Dave Linneweh - ISU alum, art pal, and creator of the podcast "Studio Break"(http://studiobreak.com/) - is perhaps best known for his painted deconstructions of homes, storefronts, and olde-tymey signage, evoking both a literal and figurative pulling-apart of the classic idealism of "1950s americana" (well, that's the point in time where my noggin goes).
But over the last year or so, Dave has been taking road trips to do plein air sessions, directly observing the landscape in an attempt to capture what's in front of him on canvas or board. He's invited friends along for the ride several times, and for his latest trip, I tagged along.
We met up in Dixon, IL early on Friday, and landed at our first stop - a park that, while only a few blocks from the downtown core, actually felt somewhat remote.
After settling in and working for a few minutes, it was immediately apparent that this was going to be a challenge. Shortly after my first child was born, I decided to ditch painting with oils in my basement studio, and to switch to acrylics. As we sat outside under the bright sunlight and amongst a pretty hefty wind, my paint dried far too quickly to do anything worthwhile. But whatever, you just keep on working and go with it.
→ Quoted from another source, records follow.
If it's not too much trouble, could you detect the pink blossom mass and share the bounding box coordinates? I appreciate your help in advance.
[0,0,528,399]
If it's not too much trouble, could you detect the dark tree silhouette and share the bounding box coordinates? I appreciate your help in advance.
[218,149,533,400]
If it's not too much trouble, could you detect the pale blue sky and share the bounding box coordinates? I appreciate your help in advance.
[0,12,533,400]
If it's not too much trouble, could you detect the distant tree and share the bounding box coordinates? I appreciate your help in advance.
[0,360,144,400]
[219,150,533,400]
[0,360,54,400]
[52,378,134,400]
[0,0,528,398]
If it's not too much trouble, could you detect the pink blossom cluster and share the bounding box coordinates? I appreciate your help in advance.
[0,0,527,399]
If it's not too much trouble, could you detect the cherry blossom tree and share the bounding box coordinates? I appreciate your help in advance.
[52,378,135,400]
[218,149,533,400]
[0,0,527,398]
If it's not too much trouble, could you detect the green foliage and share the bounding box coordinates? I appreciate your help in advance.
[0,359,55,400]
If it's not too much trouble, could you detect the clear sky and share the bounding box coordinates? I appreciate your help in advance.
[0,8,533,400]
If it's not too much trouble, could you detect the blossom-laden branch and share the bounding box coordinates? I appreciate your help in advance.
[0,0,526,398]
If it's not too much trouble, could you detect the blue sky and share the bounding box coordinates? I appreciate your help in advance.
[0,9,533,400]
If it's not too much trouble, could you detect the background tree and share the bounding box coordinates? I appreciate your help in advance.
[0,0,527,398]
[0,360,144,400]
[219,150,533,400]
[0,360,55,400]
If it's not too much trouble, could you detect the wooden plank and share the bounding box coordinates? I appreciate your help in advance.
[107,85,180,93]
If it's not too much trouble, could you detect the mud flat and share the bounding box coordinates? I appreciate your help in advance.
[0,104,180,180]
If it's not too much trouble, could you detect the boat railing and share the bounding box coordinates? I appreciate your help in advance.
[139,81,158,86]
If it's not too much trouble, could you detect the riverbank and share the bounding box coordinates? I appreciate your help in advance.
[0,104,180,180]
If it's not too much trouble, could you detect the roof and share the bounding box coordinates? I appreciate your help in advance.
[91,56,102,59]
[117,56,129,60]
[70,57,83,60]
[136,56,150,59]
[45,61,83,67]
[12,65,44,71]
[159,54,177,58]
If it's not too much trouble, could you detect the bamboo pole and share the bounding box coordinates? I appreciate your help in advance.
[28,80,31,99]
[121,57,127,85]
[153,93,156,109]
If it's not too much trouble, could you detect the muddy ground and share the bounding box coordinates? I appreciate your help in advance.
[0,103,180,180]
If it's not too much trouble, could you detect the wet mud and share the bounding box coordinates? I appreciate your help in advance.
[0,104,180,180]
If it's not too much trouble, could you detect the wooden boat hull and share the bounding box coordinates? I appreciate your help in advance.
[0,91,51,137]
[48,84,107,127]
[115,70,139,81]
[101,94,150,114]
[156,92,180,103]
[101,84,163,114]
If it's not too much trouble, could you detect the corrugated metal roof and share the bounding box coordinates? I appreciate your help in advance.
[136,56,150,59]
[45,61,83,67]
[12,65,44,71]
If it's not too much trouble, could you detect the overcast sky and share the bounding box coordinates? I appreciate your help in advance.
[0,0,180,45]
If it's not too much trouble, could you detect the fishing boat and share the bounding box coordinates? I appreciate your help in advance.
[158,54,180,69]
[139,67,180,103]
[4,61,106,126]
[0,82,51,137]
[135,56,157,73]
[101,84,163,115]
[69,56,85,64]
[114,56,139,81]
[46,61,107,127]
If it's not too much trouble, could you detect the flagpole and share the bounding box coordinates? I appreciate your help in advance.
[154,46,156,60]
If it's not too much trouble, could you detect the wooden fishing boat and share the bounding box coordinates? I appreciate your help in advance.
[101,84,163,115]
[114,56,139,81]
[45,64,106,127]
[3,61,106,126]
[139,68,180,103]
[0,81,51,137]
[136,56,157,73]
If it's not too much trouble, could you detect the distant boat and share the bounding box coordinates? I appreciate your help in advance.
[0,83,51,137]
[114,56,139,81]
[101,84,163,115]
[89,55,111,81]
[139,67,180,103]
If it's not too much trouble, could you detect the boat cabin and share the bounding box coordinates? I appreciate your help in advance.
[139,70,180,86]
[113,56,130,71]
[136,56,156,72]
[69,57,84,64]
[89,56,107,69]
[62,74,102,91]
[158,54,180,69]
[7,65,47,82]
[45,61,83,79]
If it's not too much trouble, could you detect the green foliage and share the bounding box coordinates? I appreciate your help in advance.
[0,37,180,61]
Early on at my first spot:
We sat and talked a lot about other challenges in working outdoors like this - less about the wind/drying, the bugs, or the swamp I hilariously decided to set up in, and more about the artistic challenges related to truly seeing what is in front of you.
First off, it's almost comical as to how "sun-blind" you can get while you work on a white canvas. I'd often look at the scene in front of me after working on the canvas, and values of areas in front of me would seem "off." And since both of us are mostly studio workers, neither of us are well adept at this type of a direct observation activity. It's something you partake in during formal schooling, but it's an area hardly anyone sticks to, as people move into more contemporary media, or more "avante-garde" modes of abstraction. We had art-nerdish discussions about local color vs observed color, specifically about what we were truly seeing in terms of hue and value on the water. It was difficult to sit and accurately portray what your eyes saw, and easy to cop out of that mode of working and fall back into what you were more comfortable with, or "old habits."
In other words, it kind of kicked my ass. But it was well-worth it. I'd do it again. Maybe more beer this time though - heh.
Dave's first scene from our first stop:
With only about 15 minutes at our first stop, I whipped out some dry media and paper. Barely got anywhere though:
Dave's second piece from our first stop. This was the one and only "keeper" from the day. Very nice:
The early beginnings of my view from our second spot. This quickly became a bust for both of us, and 3:00 neared so we had to pack up and take off.